The month of August stands out mostly for its vacations, which lead to thinly traded markets, often handled by junior staff members. Of course, we've also seen the month produce volatile and gutwrenching results. Russia acted in a very un-European way and defaulted in August 1998. The United States almost accomplished the same thing two years ago when politicians in Washington butted heads over the debt-ceiling limit—also in August. And investors endured a few rocky days at the end of last week. But looking ahead, we see few issues with the same potential to ignite an investment firestorm before Labor Day.
The Federal Reserve's annual gathering in Jackson Hole, Wyo., could raise eyebrows, particularly since the September meeting of the policy-setting Federal Open Market Committee (FOMC) may feature a decision to trim asset purchases. However, in what looks like an early sign of a changing of the guard, Chairman Ben Bernanke will miss the conference. Vice Chairman Janet Yellen, the leading candidate to replace Bernanke, may speak. But she's moderating a panel discussion and may not find the opportunity to address monetary policy.
We believe investors have focused almost entirely on the "will they or won't they" decision—about the possibility of starting to taper the Fed's monthly purchases of $85 billion in U.S. Treasuries and mortgage-backed securities—with very little thought about the path the process will take. Could the market have become too contented?
At the June FOMC meeting's press briefing, Bernanke said when the tapering process concluded— meaning when the Fed stopped purchasing assets—the unemployment rate probably would have dipped to about 7%. With unemployment reaching 7.4% in July, recent patterns suggest we could see a 7% unemployment rate somewhere near the start of 2014. After its September meeting, the FOMC will convene twice more this year, then meet again in January. By the time of that January meeting, unemployment may have fallen to the 7% threshold.
The January FOMC meeting could represent the decision point to end asset purchases, meaning the Fed will have gone from buying $85 billion in bonds per month to zero in less than five months. While central bankers have not articulated their tapering strategy, we believe investors expect bond purchases to persist well into 2014. We've heard mid-year mentioned frequently as a target.
Investors have become comfortable with the idea of the Fed starting its tapering in September. But we do not believe that investors have taken full account of the prospect of a rapid reduction in bond purchases. If Fed policymakers believe that their 7% unemployment target is truly significant, they have a responsibility to communicate their intentions. However, even if the Fed spotlights its unemployment target, a quick end to tapering probably will spur volatility. Emerging markets and lower-grade credit markets suffered when the Fed first promoted the idea of tapering, and new revelations about the timing could lead to another rough period. Such weakness could easily extend to the broad equity markets, which also struggled in the spring.

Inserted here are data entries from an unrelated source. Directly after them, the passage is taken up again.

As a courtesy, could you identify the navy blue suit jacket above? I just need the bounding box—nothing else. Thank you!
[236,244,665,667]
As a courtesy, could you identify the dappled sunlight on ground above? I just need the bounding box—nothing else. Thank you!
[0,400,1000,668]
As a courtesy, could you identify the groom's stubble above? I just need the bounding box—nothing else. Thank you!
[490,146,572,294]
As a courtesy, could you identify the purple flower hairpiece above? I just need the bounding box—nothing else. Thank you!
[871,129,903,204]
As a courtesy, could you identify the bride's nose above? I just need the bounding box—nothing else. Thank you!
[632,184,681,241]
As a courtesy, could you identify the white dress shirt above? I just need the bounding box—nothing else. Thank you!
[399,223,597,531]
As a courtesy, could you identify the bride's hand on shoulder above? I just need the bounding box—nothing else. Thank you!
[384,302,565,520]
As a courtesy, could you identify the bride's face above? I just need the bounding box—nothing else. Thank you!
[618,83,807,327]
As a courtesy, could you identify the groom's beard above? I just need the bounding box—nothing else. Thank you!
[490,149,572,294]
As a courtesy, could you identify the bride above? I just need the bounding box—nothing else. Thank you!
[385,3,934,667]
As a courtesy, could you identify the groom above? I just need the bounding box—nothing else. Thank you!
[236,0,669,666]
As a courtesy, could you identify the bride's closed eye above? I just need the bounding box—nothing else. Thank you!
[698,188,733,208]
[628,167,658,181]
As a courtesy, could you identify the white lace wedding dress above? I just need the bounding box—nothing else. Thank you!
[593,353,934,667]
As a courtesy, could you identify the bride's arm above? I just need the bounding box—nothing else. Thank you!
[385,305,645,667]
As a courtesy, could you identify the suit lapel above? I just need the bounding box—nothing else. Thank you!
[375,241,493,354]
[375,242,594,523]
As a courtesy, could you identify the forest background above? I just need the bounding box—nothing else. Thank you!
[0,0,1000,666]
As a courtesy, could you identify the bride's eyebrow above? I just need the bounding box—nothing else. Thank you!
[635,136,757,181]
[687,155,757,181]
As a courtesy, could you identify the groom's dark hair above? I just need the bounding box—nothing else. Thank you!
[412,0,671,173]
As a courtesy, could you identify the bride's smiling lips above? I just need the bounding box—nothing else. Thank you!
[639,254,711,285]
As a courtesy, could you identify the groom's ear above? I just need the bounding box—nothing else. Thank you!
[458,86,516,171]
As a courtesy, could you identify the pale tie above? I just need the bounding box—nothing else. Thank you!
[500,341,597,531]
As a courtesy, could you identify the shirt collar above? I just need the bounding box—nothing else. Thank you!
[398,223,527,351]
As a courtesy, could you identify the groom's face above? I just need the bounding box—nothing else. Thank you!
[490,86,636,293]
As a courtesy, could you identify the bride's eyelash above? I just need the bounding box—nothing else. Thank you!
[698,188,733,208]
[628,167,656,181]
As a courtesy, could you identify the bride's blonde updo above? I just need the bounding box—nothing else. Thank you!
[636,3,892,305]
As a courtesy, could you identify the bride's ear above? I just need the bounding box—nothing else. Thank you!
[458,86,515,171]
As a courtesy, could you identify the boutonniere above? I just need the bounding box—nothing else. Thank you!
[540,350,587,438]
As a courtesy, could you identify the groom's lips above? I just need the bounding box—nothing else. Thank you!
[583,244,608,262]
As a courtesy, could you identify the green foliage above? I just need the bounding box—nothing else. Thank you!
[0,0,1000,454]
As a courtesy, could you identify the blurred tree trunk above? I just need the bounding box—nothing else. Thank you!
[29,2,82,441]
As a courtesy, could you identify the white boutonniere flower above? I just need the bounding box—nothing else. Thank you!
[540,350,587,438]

Of course, the Federal Reserve will consider more than just the unemployment rate. To accelerate the tapering process, the bankers must feel comfortable with other facets of the economy. A quicker-thanexpected slowdown in asset purchases would likely boost interest rates, creating new complications. The housing market already saw modest adverse effects from the initial pop in rates during the spring. Mortgage refinancing dried up and, while homes remain affordable, the sudden rise in rates unnerved many potential homebuyers.
Business investment shows signs of picking up, and indicators such as the Institute for Supply Management manufacturing and non-manufacturing indices of purchasing managers' sentiment have risen. The Citigroup Economic Surprise Index for the U.S. has reached its highest level since last December, suggesting that economic reports in 2013 generally have been better than expected. Corporate earnings continue to rise, but the quality of these earnings leaves much to be desired, given the lack of consistent revenue growth.
Finally, the Fed won't want to start reducing its purchases, then be forced change course because it didn't properly assess the impact of the decision. Market volatility could lead to a loss of confidence, which in turn would slow economic activity—a progression that might cause investors to conclude the central bank doesn't know what it's doing. For that reason, investors should expect deliberate, clear communication to prepare markets for a policy transition.
We fear investors have become complacent, perhaps lulled by the easy summer breezes. Despite the lack of concern, the Fed faces a complex task as September approaches and the leaves begin to turn.